Roland Hamilton, Managing Director of U.S. Operations for Dailymotion.com
For us it was content owners opening their eyes to importance of distribution partners. Content owners more and more decided that it was important for them to go to the audience rather than embracing a "Field of Dreams" mentality. Even ABC News understood that they weren't going to get the scale they needed by relying on abcnews.com so they made a deal with Yahoo. Users flock to sites like Dailymotion and others when they are looking to consume video content. We've got almost twice as many video viewers than the NFL.com for example. Content owners and producers are doing more deals to distribute their content because they can reach huge incremental audiences. It's not about cutting in to the existing pie but making that pie much, much bigger. Then it's a virtuous circle. The audience engagement goes up because the distribution platform has better and more relevant content. You're seeing consumers actually increase their overall time spent watching video.

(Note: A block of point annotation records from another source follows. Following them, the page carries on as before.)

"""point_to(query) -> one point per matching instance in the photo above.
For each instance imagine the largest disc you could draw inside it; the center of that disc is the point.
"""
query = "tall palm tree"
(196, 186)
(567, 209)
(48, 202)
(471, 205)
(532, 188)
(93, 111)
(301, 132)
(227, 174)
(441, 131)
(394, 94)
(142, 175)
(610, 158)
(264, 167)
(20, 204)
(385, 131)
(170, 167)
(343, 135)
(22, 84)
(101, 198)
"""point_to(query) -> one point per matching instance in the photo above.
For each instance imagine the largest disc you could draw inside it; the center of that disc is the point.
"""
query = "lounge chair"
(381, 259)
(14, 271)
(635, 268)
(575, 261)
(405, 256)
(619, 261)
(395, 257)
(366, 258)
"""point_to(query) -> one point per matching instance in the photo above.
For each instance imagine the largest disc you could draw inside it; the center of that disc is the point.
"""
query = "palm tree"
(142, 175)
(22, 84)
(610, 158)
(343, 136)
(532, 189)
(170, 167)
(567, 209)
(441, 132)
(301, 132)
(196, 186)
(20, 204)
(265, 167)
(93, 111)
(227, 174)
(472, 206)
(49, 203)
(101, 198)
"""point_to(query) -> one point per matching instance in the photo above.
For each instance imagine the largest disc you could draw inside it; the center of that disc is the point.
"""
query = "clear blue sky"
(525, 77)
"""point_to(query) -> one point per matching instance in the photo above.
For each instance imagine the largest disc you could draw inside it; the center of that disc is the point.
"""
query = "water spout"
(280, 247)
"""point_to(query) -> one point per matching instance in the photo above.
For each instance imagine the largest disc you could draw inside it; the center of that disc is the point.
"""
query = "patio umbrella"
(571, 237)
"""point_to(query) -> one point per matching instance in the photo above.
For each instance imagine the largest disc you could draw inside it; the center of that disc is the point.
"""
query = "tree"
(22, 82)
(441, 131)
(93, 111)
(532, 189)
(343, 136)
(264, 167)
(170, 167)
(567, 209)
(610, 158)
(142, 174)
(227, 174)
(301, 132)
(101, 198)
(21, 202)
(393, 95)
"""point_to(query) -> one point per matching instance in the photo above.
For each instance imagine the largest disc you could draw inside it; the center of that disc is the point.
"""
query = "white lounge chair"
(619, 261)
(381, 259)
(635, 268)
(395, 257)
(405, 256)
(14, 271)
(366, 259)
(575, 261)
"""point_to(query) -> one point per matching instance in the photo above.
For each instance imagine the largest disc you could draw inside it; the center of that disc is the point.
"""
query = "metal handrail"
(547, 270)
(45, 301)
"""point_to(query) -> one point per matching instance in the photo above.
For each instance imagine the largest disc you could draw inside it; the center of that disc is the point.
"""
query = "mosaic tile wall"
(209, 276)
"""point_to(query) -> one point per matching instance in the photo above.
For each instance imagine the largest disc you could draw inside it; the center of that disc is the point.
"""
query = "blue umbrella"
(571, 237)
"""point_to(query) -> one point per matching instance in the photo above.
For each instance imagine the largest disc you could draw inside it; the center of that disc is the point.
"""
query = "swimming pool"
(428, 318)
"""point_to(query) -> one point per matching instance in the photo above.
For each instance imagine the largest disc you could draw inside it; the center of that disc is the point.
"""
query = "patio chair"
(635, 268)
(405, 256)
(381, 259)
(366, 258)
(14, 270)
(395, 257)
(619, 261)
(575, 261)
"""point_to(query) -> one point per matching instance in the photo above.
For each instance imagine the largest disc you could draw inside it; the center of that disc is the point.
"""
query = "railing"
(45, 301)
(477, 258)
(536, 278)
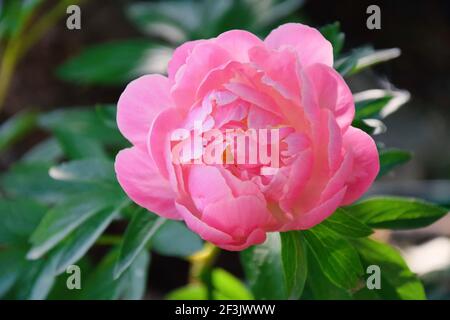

Jayant Kadambi, Co-Founder and CEO for YuMe
Mobile devices have hugely increased consumer consumption of online video. Now, consumers are able to watch video across multiple screens (mobile, online, connected TV) simultaneously, allowing them to engage with a wider range of content over a short period of time. The exponential growth in online video consumption that we've seen over the course of the past year has largely been driven by the greater ease with which viewers can access online video content across mobile devices, as well the availability of rich, interactive connected content platforms.